Guest More than 1 year ago
Young not only tells you how to cook it, she also explains the context around the dish. You really get the feel these recipes where handed down in her family. This book documents the cooking traditions and recipes of the author's family and therefore exposes the reader to American Chinese cooking heritage. In addition to the Authentic recipes that are really good (any one i made so far was great) there is an explanation on each recipe and before each chapter there are a few pages of info as well. If you'r looking for good authentic recipes with a little bit more then just the recipe ¿ this is by far the best book I know of. Highly recommended.
Guest More than 1 year ago
This book is filled with recipes for dishes I ate as a child, craved as an adult, but seldom cooked. I especially enjoyed the explanations of the healing properties of basic ingredients, bringing back memories of hearing the same from my mother and her friends. This book is a cherished gift from my mother-in-law, Elaine. The day after receiving this book, I went grocery shopping and purchased my first sandpot and cooked Tender Chicken on Rice...I used chinese sausage instead of Ham...Mmmmmmm :-)
Guest More than 1 year ago
Recipes organized poorly and many recipes call for exotic ingredients you cannot find at your grocery store. Only buy this book if your town has a genuine Chinese market. On the plus side, the recipes do appear to be authentic and not 'americanized.'
Guest More than 1 year ago

Though the recipes are authentic and described by Chinese characters, pronounciation, and English descriptions, the organization of the recipes makes it difficult for a reader to build a menu or track down a favorite recipe.

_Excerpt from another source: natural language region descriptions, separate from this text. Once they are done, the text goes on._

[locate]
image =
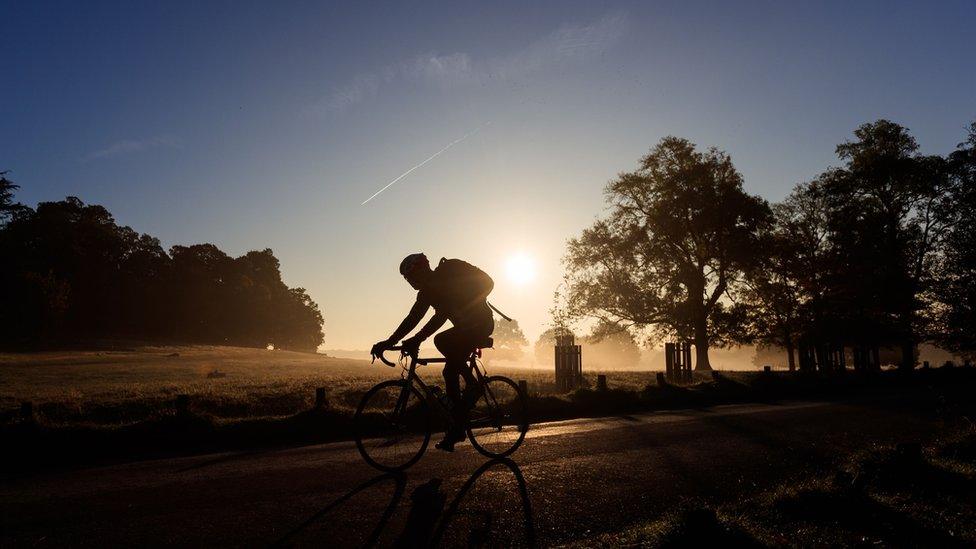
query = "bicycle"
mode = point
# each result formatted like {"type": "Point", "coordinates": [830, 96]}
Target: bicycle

The author has sorted dishes by techniques/rice/produce, those for celebrations, and those for their traditional healing properties.

Unfortunately these categories aren't helpful if you wanted to browse say for a chicken dish. Your only recourse is to turn to the index and look up chicken and hop to and fro from section to section as chicken recipes (along with others) are strewn about the different sections of the book.

Check out the table of contents provided and you'll get a sense of what I mean.

(Last point: I'm not sure if I'd agree with the accuracy of the Cantonese pronounciations of the dishes)

Guest More than 1 year ago
This all-emcompassing book is a great resource for anyone who wants to learn about Cantonese food. It covers everything from homestyle dishes to banquet-style cuisine. It includes chapters about cooking techniques, family traditions and New Year's folklore, health benefits of yin and yang and tips on shopping for specialty ingredients. The recipes are very authentic and familiar, straightforward and for the most part, not too difficult. As a 2nd generation Chinese-American from San Francisco, I felt like the author was describing my own food-emphasized childhood experiences.